11 Jul 07 - The Straits Times Forum
MR JANADAS Devan's article, 'Can mum, mum and kids make a family?' (ST, July 7), suggested that Singapore should, in the long run, come to accept homosexuality on the basis of statistics, genetics and helping Singapore become one of the creative cities of the world.
To cite the example of a lesbian friend who is observed to be in a stable relationship with a same-sex partner, and who are loving parents to well-adjusted children and are model citizens and then invoking demographics to suggest that homosexual behaviour is more prevalent than one thinks do not make it acceptable.
This line of argument, taken to its logical extreme, suggests that one day in the future the world should also come to tolerate and accept other alternative lifestyles involving loving relations between consenting adult siblings or parents and their children (with adopted children thrown in to avoid defective genes being transmitted) when they become demographically prevalent.

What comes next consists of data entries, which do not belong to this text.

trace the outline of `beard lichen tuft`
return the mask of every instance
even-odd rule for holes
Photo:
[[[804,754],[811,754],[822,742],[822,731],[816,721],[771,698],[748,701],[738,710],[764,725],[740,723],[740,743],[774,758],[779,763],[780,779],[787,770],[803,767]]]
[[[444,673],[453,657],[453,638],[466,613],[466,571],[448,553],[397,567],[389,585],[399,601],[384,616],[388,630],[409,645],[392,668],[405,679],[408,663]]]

Positive examples and high statistics cannot be the factors by which we decide what are acceptable, in the same way that negative examples and low statistics do not make the same behaviour unacceptable.

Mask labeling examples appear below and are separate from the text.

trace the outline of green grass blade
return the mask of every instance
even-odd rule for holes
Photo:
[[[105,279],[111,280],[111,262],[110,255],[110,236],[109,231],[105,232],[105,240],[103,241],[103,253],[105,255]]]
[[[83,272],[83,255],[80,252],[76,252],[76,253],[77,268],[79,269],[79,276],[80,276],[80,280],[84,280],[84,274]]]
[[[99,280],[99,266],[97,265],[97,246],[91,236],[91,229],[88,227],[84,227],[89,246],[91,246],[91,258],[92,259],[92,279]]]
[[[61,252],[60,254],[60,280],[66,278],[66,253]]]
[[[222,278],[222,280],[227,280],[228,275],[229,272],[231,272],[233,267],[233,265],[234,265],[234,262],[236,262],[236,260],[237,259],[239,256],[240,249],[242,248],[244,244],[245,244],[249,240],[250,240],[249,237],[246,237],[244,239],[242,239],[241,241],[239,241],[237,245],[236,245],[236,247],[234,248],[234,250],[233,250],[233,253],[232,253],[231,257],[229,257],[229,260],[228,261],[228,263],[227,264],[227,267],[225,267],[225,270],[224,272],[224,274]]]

Raising the possibility that homosexual behaviour may be proven in future to have a genetic basis as a reason for acceptance is gaining ground, given that even Minister Mentor Lee Kuan Yew has articulated this line of argument recently on two occasions.
If that happens, should we believe that those with the same DNA (as in multiple births) containing the 'homosexual genes' would all necessarily turn out to be gay? Should we not then take the argument to its logical conclusion and suggest that God is to be blamed for implanting defective genes that caused the many degenerative diseases and medical conditions?
Many, Mr Janadas included, have seized on biblical passages selectively to question the Church and its beliefs. The same Lord Jesus Christ that Mr Janadas quoted in the article also said on the same occasion that he affirmed all the Laws that had been laid down in the past and one of them included God's abhorrence of homosexual practices, as stated in the Old and New Testaments.
If actively catering to talented and creative homosexuals is critical to Singapore's desire to become one of the most creative cities of the world, this Singaporean would rather pass and stick to a traditional family-based Singapore.